Hi, Every time I run a POST request using _update, I notice that any indexed information I didn't put in _source appears to go missing.
Obviously, it would be ideal if I didn't have to store, for example, the contents of a several-megabyte file in _source in order to keep it in my record after calling the _update method on my index/mapping. To start, here is the version info for elastic search: { "status" : 200, "name" : "Feron", "version" : { "number" : "1.3.1", "build_hash" : "2de6dc5268c32fb49b205233c138d93aaf772015", "build_timestamp" : "2014-07-28T14:45:15Z", "build_snapshot" : false, "lucene_version" : "4.9" }, "tagline" : "You Know, for Search" } Here's my cluster health: { "cluster_name" : "my-cluster", "status" : "green", "timed_out" : false, "number_of_nodes" : 2, "number_of_data_nodes" : 2, "active_primary_shards" : 5, "active_shards" : 10, "relocating_shards" : 0, "initializing_shards" : 0, "unassigned_shards" : 0 } A script for recreating the issue is attached. In it, I create a mapping and save a record using the attachment plugin.

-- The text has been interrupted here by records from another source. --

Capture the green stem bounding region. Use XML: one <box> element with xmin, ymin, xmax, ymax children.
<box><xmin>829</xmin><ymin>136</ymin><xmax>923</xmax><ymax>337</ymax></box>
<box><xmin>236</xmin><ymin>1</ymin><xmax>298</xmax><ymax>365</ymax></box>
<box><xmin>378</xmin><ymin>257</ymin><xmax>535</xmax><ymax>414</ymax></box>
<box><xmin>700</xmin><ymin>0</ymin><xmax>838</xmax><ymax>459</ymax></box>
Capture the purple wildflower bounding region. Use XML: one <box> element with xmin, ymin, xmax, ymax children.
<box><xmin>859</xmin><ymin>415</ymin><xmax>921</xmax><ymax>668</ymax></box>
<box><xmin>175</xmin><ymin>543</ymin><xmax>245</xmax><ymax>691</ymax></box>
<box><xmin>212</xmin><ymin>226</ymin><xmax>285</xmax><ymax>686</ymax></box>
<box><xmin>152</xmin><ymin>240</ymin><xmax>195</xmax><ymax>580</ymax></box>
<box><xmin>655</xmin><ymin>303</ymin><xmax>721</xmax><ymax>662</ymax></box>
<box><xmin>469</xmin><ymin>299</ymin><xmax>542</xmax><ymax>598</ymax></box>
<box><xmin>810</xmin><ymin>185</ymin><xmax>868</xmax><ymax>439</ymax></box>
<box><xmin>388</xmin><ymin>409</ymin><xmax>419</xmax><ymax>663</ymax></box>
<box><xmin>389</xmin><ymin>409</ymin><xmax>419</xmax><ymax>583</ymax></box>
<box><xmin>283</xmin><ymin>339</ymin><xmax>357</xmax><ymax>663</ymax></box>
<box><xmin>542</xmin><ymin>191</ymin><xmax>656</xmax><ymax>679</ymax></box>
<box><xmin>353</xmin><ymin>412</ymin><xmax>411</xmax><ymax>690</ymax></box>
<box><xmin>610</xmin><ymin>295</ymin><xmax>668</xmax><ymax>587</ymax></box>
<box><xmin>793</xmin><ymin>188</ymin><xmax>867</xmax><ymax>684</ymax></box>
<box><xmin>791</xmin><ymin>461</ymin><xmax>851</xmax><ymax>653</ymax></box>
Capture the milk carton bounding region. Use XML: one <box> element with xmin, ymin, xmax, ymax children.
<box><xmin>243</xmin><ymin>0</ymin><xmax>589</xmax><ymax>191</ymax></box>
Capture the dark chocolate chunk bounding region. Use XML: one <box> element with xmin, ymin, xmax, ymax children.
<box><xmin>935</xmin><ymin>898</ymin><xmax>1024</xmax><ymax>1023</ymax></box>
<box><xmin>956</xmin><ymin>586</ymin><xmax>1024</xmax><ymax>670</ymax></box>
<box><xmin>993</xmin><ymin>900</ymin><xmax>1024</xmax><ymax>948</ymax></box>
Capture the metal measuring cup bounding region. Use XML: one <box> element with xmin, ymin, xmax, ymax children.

The records correctly match searches on a field in _source, a field excluded from _source, and within the content (attachment) field (also excluded from source). As soon as I make the POST request to …/_update searches against fields excluded from _source return 0 hits. Is the only solution to this to store all fields in _source if I plan on calling _update on the record? -- You received this message because you are subscribed to the Google Groups "elasticsearch" group. To unsubscribe from this group and stop receiving emails from it, send an email to elasticsearch+unsubscr...@googlegroups.com. To view this discussion on the web visit https://groups.google.com/d/msgid/elasticsearch/341a24f2-aedf-4f5f-9a9e-1434b9ea1e62%40googlegroups.com. For more options, visit https://groups.google.com/d/optout.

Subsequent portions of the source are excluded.